Another idea, championed by Sheila Bair, Chairman of the Federal Deposit Insurance Corp., would involve an across-the-broad freeze on interest rates that are scheduled to jump to above-market rates and create unsustainable monthly payments. She has criticized temporary loan modifications as “kicking the can down the road” if they don’t provide long-term solutions.

Congress recently expanded the borrowing limits for government-sponsored agencies Fannie Mae and Freddie Mac to provide more capital to the mortgage markets. But those measures won’t help existing homeowners with too little home equity to qualify for a conventional refinancing.

Others have suggested creating a new agency — similar to the Resolution Trust Corp. created after the savings and loan collapse of the 1980s, or the Depression-era Home Owners' Loan Corp. that bought out troubled loans from lenders and replaced them with new, more affordable loans for borrowers.

So far, political opposition to a “bailout” has prevented broad government intervention. Last week, Treasury Secretary Hank Paulson repeated the White House’s opposition to using taxpayer dollars to provide relief, saying lenders should be allowed time to work out solutions on their own. But even if the political wind shifts soon, relief probably won’t come soon enough for hundreds of thousands of homeowners.

“It's too late to try to create a new agency, and then build it, staff it up, train the staff appropriate for it and try to address this,” said Taylor. “That’s going to take a year. We don’t have another year of 200,000 foreclosures a month."

That, he said, is a "guarantee" for a recession.
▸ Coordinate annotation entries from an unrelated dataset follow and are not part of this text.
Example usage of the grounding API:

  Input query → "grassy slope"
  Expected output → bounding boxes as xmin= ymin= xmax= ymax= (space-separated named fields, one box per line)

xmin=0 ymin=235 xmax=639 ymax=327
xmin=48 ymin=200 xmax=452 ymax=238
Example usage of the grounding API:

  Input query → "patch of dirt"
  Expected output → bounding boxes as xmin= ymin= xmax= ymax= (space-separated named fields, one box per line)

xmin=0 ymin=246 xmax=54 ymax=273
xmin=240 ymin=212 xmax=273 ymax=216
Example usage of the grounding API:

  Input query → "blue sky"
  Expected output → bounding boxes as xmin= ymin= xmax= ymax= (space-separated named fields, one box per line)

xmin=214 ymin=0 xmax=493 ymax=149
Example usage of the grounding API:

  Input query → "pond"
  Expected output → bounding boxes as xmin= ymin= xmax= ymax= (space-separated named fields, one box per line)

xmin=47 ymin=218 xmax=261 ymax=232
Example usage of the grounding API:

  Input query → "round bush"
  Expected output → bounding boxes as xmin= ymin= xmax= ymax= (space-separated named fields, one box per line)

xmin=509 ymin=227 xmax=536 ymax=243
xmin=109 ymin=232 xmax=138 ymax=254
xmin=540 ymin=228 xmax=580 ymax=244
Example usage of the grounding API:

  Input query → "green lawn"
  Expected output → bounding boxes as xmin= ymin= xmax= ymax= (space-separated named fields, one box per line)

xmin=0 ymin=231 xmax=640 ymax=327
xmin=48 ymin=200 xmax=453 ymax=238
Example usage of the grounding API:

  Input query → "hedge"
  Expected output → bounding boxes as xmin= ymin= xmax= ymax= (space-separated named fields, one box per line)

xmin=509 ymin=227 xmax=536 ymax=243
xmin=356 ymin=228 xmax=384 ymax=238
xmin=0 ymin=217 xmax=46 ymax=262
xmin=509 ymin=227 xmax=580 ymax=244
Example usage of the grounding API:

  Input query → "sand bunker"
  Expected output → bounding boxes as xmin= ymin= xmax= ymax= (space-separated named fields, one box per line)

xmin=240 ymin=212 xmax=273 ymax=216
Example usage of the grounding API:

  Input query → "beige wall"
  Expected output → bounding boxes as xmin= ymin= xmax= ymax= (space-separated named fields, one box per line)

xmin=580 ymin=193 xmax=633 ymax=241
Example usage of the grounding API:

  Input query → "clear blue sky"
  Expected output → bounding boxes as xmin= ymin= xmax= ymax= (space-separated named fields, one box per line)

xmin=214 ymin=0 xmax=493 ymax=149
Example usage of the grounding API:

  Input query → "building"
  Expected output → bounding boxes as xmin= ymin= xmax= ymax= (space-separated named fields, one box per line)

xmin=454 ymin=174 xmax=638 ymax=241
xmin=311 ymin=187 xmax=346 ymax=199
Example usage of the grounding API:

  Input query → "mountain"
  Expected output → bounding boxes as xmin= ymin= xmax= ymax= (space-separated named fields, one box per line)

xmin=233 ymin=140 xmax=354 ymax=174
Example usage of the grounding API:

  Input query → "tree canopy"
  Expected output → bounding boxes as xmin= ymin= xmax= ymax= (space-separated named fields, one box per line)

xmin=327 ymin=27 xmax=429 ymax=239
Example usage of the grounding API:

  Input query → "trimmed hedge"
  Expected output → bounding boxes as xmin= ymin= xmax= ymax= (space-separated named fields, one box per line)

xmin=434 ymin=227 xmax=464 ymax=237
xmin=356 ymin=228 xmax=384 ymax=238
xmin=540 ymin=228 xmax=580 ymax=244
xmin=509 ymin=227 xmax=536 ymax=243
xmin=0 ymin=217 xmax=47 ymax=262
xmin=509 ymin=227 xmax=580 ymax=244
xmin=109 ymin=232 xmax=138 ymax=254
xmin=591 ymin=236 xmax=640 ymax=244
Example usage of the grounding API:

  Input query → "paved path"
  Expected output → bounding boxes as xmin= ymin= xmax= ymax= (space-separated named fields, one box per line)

All of these proposals face a fundamental hurdle: the backlash from homeowners who are struggling but still keeping up with their payments. With no standard guidelines for who qualifies for a break on their loans, home buyers who didn’t get in over their heads will want to know why they can’t get a break from their lender too.

"The challenge comes in when the existing homeowners are performing and they want similar reduction in loan amounts and feel punished for making their payments,” said Michael Zoretich, vice president of CK Mortgage, a mortgage brokerage in Brookings, Ore. “They may view the failing borrower as receiving rewards not offered to them.”